- In this environment, a double-jointed arm can move to target locations.
- A reward of +0.1 is provided for each step that the agent's hand is in the goal location. Thus, the goal of the agent is to maintain its position at the target location for as many time steps as possible.
- The observation space consists of 33 variables corresponding to position, rotation, velocity, and angular velocities of the arm.
- Each action is a vector with four numbers, corresponding to torque applicable to two joints. Every entry in the action vector should be a number between -1 and 1.
- I decided to go with the DDPG algorithm.

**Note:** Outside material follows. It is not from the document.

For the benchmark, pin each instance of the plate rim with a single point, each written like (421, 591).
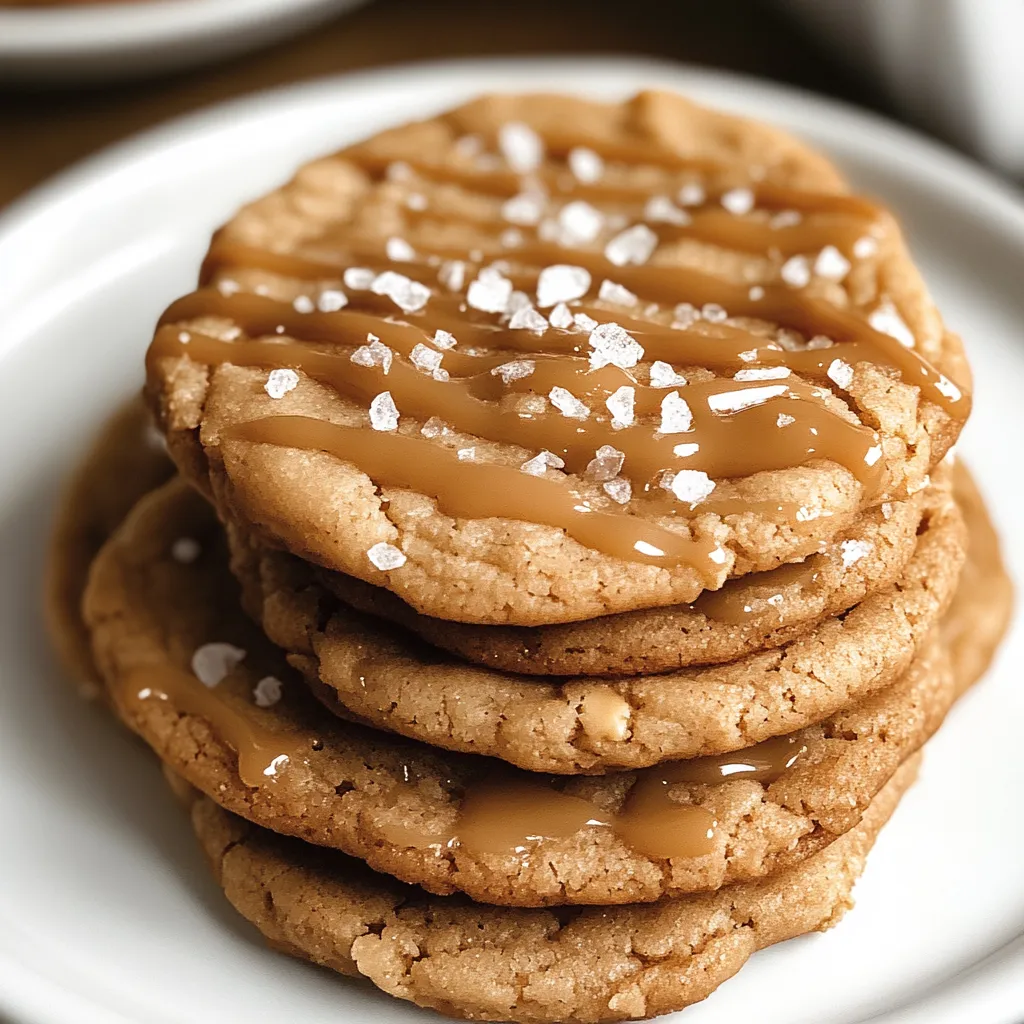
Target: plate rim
(994, 984)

- The Actor and Critc networks are almost identical and simple - linear layers followed by RELU Activation layers.
- A finite sized cache called the replay buffer has been used to store <s,a,r,s'> pairs. Pairs from this buffer are used to train the actor and the critic.
- The concept of soft updates has been used for both actor and critic networks where a copy of the networks is used for evaluation and updated at regular intervals with the weights from the target network being trained.

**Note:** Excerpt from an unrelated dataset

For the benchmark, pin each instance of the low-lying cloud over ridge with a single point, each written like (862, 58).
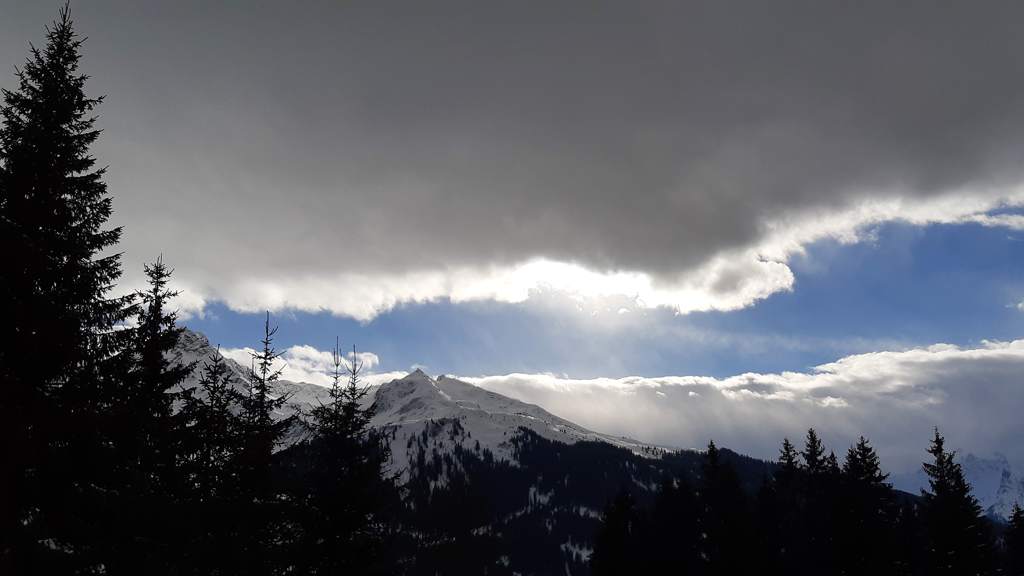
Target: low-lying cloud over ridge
(349, 157)
(895, 398)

- Exploration (which is a major challenge in continuous actions spaces) by adding noise to the action spaces is done by using an Ornstein-Uhlenbeck process.
- Loss functions for both networks as mentioned in the paper
I first setup the network as mentioned in the paper for both the Actor and Critic but through experiments, finally settled on the below mentioned values.
- Both actor and critic have 2 hidden layers
- Dimension of hidden layer1 = 330, hidden layer 2 = 300
- Size of input to both networks is the state size = 33
- Actions were included for the Critic network only in the second layer
- The Actor outputs actions with action size = 4
- Critic outputs the Q value for a state, action pair
- Adam optimiser for both networks
- A replay buffer of size 100000. As the buffer gets full, old entries are replaced.
- Discount factor or Gamma = 0.99
- Learning rate for both networks = 0.001
- Tau for soft updates = 0.001
- Weight decay for Critic = 0
- Batch size - 128
- Implement the D4PG, A3C algorithm and compare with this DDPG performance
- Implement a prioritised Replay buffer
- Further tweak the network parameters for faster training and a higher target score.